Gowan et Moira avaient acquiescé, puis s'étaient retirés. À mesure qu'ils descendaient l'escalier, un brouhaha de voix et d'armes leur parvint. Au pied des marches s'étendait une immense salle en demi-sous-sol, parcourue à intervalles réguliers de colonnes circulaires. De leurs abaques s'élevaient les croisées d'ogives qui soutenaient les voûtes du plafond. Sous ces grands parapluies de pierre, des centaines d'hommes et de femmes prenaient du repos à même des paillasses, aiguisaient des épées, des couteaux, des haches et des lances, taillaient des pointes de flèches et soignaient leurs plaies.

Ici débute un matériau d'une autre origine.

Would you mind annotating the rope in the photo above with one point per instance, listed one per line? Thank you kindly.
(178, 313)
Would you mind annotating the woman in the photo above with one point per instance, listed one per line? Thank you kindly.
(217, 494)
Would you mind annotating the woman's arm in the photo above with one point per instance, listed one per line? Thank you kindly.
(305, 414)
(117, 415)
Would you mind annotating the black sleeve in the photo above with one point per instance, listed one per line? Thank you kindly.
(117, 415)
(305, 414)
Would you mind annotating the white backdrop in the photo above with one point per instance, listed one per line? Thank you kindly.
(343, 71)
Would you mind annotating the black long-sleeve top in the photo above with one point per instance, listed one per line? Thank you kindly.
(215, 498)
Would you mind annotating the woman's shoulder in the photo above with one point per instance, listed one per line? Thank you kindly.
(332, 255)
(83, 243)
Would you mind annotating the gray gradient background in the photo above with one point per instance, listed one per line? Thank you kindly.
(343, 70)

Le maître réunissait ici tous les combattants qu'il avait recrutés pour des missions extérieures, tandis qu'un faible contingent restait au château. Gowan et Moira se dirigèrent vers une loge située au bout de la salle, séparée du reste des soldats et au confort un peu moins rudimentaire que leurs subalternes. La pièce contenait une cheminée, deux lits, une armoire et une table de travail. Moira se laissa tomber sur l'une des couches, épuisée, tandis que Gowan resta debout, bras croisés. La femme observa la tâche rouge qui maculait son torse.

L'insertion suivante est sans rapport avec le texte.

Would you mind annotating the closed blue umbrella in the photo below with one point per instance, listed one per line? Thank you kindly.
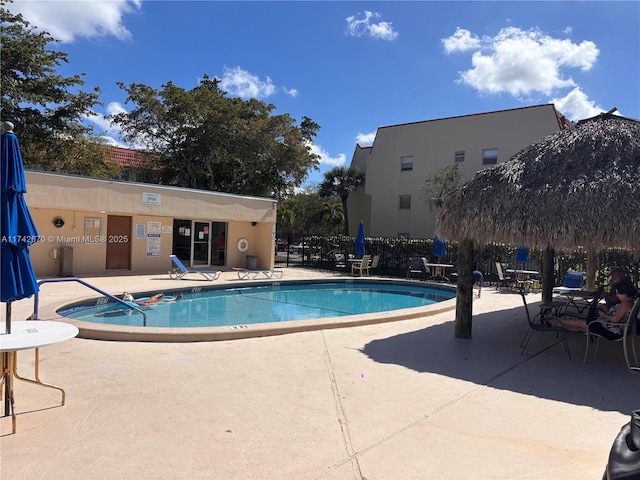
(522, 255)
(360, 240)
(438, 248)
(17, 229)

– Ta blessure s'est refermée ?

– Presque. Dans quelques heures, il n'y aura plus aucune trace.

– Une chance que notre sceau magique ne soit pas situé au même endroit que les autres.

– Il faut bien que notre position offre d'autres avantages qu'avoir un lit et une chambre à l'écart de la promiscuité. De toute manière, je ne ressens pas la douleur.

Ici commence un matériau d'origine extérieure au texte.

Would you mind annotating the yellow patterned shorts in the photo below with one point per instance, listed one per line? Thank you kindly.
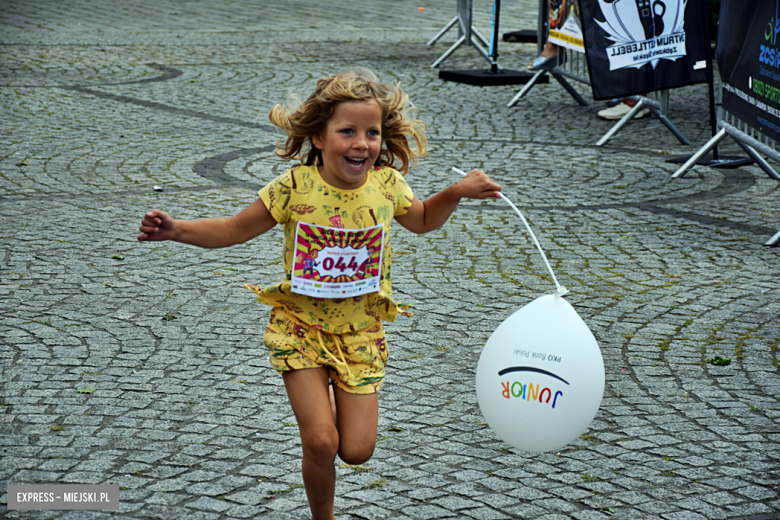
(355, 360)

– Mais c'est quand même plus pratique de se battre sans avoir un trou dans la poitrine.

– Certes.

À cet instant, il y eut de l'agitation dans la grande salle. Gowan jeta un œil par la fenêtre de la chambre et vit que les soldats s'étaient rassemblés autour d'un groupe d'inconnus. Le général fronça les sourcils.

– Eh bien, le maître ne traîne pas. Voilà un nouveau contingent. Je ne pensais pas que les nouvelles recrues se présenteraient si vite.

– Il va falloir leur dispenser une formation en accéléré si l'on veut qu'elles soient opérationnelles, souligna Moira.

– Il y a bien cinquante personnes … je me demande ce qui les a motivées à nous rejoindre, ajouta l'homme d'un ton pensif.

– Tout le monde ne choisit pas. Et de toute façon, qu'est-ce que ça peut nous faire ? Du moment qu'elles se battent à nos côtés, elles nous aideront à atteindre notre objectif personnel.

– Tu es vraiment égoïste, Moira.

– Dans ce monde, si tu l'es pas, les autres profitent de toi.

– Tu dis ça, mais ce n'est pas pour toi-même que tu t'es mise au service du maître.

Moira haussa les épaules, puis détourna le regard.

– Parce que toi, c'est dans ton seul intérêt que tu as rejoint nos rangs ?

– Bien-sûr. Il y a longtemps que je n'agis plus que pour moi-même. Au fond, je suis peut-être encore plus égoïste que toi.

Moira fronça les sourcils, puis murmura :

– Le magicien blond contre lequel tu t'es battu, tu as remarqué à quel point il ressemblait à l'ancienne reine ?

– Oui, ça saute aux yeux.

– Je suis sûre que c'est son fils.

– Si c'est vrai, ce serait l'un des jumeaux responsables de la malédiction.

– Si je le pouvais, je le tuerai de mes propres mains … mais le maître veut le garder pour lui.

– Tu parles tout le temps de tuer, Moira, mais en fait, tu n'as jamais ôté la vie, n'est-ce pas ?

– Tu doutes de ma capacité à le faire ?

– Non, mais prendre une vie n'est jamais simple, même quand on est habitué.

– Je suis sûre que j'y arriverai sans problème.

Gowan se retourna et dévisagea sa coéquipière : quelle que soit son humeur, une flamme de hargne embrasait le regard de Moira. C'était grâce à ce tempérament tenace qu'elle avait rapidement gravi les échelons, tandis qu'il avait réussi à gagner du galon grâce à son sang-froid et à son détachement. Sur bien des points, ils s'opposaient, et quand il voyait avec quelle ardeur Moira se démenait pour satisfaire le maître, il se disait qu'au fond d'elle-même, elle ne devait pas avoir perdu tout espoir. Elle avait dû souffrir, et elle souffrait sans doute encore, mais elle luttait. Lui n'était pas bien-sûr de savoir pourquoi il se battait, et parfois, il avait l'impression d'être déjà mort. Pourtant, par orgueil, il veillait à ce que ses performances soient toujours à la hauteur de Moira. Et il continuait, même si l'existence lui semblait avoir perdu tout son sens.